It was also Hinton who recalled that there were those who “came and paid their money just to heckle the Negro bands, like some people like to tease an animal and we had no recourse.”62 This was particularly grating for Hinton, a man of multiple talents of whom, it was announced in 1954, that “if a poll were to be taken among jazzmen of all styles to determine the most versatile musician,” the winner would be this creative bassist.63

There was a related problem. “There was a whole [lot] of black music,” said Danny Barker, the musician, “that wasn’t played on white jukeboxes, radio stations” and “Hollywood movies. This was done purposely through racism—prejudice.” Thus, there were “millions of jukeboxes around the country,” and “many did not spin black artists.” There was also the companion unsavory practice of abasement of these often proud artists: “You had to sing a river song,” Barker said angrily, “the ‘Robert E. Lee’ or ‘Swanee’—or you didn’t sing at all. That was the racist custom down South,” up North, too. Some indignities were comparably harsher. “All black show people having emergencies” of a urological nature were often “hitting the bushes on the highways and byways, because the segregation laws did not allow black backsides to sit on the same toilet as white backsides,” leading to “much trouble with many bands and troupes getting into hassles about using toilets that had signs above saying” blaringly, “FOR WHITES ONLY.”64

Once in 1944, the Ellington band had to appear on stage famished since they couldn’t find a place that would serve them in St. Louis.65 Presumably, and tauntingly ironic, there were toilets available for them to use.

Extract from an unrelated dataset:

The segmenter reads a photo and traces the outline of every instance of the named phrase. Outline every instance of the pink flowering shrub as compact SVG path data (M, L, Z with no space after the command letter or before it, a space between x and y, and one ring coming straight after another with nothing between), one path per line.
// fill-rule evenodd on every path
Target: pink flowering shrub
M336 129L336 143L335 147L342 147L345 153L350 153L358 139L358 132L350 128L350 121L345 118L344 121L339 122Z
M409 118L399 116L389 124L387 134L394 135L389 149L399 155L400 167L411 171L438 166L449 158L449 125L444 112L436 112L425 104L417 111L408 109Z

Marshall Royal, born in Oklahoma in 1912, best known for his horn virtuosity with Basie, lamented that “some of the things that a black musician had to experience when I was out on the road … was pretty rough to stomach. You would have to get off a bus when you come into town, three o’clock in the morning, and go around and start knocking on people’s doors trying to find a place to stay because you couldn’t stay in a white hotel and there wasn’t any black hotels in the towns.” Like others so persecuted, he spoke longingly of exile: “You had to go into another country to even be able to be treated like a man if you were in a black band,” since “jazz in every country except the United States is put on a pedestal.”66

The vicissitudes of travel were a constant complaint among black musicians.67 It was in July 1942 that Cab Calloway and NAACP leader Walter White sought to improve the parlous travel options. “Because of Jim Crow rulings it was reported, train service is not available to … colored bands south of the Mason and Dixon line.” This was no minor matter since the “average colored band spends at least eight months of the year on the road.”68 Calloway had good reason to investigate transport options since he often had occasion to flee. Such was the case in Memphis when he and his band performed before a packed house, but, as one writer put it, he and his cohorts “drew more feminine attention than white southern male egos thought proper.” A fight ensued, and Calloway and his band were ordered out of town. After this incident, Black bands playing for Euro-American audiences were discouraged by City Hall from playing in public places.69

By August 1942, bus travel was eliminated because of fuel rationing, leading to the opinion that the “situation for colored bands is nothing short of desperate.” Many did not have vehicles of any type and were hampered by Jim Crow train travel. Even “white bands” found the situation to be “tough.”70 Assuredly, what one journal denoted as the “race segregation problem” hampered Negro bands, forcing them into layoffs, despite their apparent popularity.71

Trombonist “Trummy” Young moaned that buses “used to break down all the time,” leaving passengers stranded and upset. Baritone saxophonist Harry Carney, born in Boston in 1912, “would drive 12 hours and then go on stage and play,” inexorably impacting his performances. “You play a job and you’re riding and you’re tired,” which was “very dangerous.” Hence, “several guys got killed, like Chu Berry,” the saxophonist, born in 1908 and perishing in 1941. It was after work and the driver-trumpeter, Charlie Shavers, as he recalled, was tired.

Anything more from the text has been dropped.